Why Student Debt is Worse for Women

New Report: Half Of Recent College Graduates Under- Or Unemployed
BERKELEY, CA - APRIL 23: A UC Berkeley student works on her laptop while sitting on the UC Berkeley campus April 23, 2012 in Berkeley, California. According to reports, half of all recent college graduates are finding themselves underemployed or jobless and the prospects for new graduates dim in a weak labor market. (Photo by Justin Sullivan/Getty Images)
Photo by Justin Sullivan—Getty Images

The pay disparity between genders makes paying down student loan debt more difficult for women than men, with reverberating effects on personal finances, according to an analysis by Bloomberg Business.

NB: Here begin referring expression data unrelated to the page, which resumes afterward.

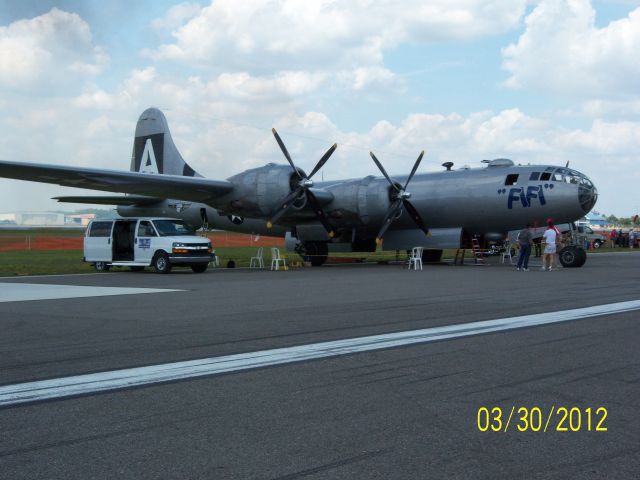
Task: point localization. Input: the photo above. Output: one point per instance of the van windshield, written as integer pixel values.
(172, 228)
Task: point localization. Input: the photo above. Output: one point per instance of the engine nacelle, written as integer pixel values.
(258, 192)
(363, 202)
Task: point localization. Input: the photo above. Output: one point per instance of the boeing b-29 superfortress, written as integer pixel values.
(439, 210)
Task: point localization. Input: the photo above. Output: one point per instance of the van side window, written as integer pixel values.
(512, 179)
(100, 229)
(146, 230)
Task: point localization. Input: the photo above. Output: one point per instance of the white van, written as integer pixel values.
(142, 242)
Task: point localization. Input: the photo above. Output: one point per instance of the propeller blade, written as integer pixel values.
(323, 160)
(384, 172)
(285, 206)
(415, 216)
(317, 209)
(388, 219)
(415, 167)
(286, 153)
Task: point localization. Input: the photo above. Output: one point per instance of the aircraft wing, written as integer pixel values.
(196, 189)
(138, 200)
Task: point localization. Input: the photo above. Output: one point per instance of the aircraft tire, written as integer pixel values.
(317, 252)
(431, 256)
(161, 263)
(199, 267)
(572, 257)
(102, 266)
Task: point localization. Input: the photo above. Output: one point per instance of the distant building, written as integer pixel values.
(80, 219)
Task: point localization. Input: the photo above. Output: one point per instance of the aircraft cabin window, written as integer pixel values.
(100, 229)
(146, 230)
(512, 179)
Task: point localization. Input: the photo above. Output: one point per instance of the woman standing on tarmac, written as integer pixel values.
(524, 239)
(550, 238)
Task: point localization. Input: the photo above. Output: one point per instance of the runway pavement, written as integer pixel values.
(404, 412)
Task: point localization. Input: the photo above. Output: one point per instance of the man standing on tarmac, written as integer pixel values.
(550, 239)
(524, 239)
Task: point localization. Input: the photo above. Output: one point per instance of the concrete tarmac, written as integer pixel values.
(407, 412)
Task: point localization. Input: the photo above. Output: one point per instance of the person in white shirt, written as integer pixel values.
(550, 239)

For its report, Bloomberg Business surveyed 1,438 men and 562 women, all U.S. citizens who attended MBA programs and were employed at the time they took the survey. The study finds that on average it takes women with MBAs a year longer to pay off student loans than it does men with MBAs, who earn a median of $35,000 more annually than their female peers by the eighth year out of business school.

In its annual business school ranking, Bloomberg Business found that “the typical woman MBA earned just $7,000 less than men” immediately after graduation. That disparity grows markedly in the years after graduation, making student loan debt a larger share of income for women than for men over time, despite the fact that men and women borrow about the same amount of money to finance MBAs.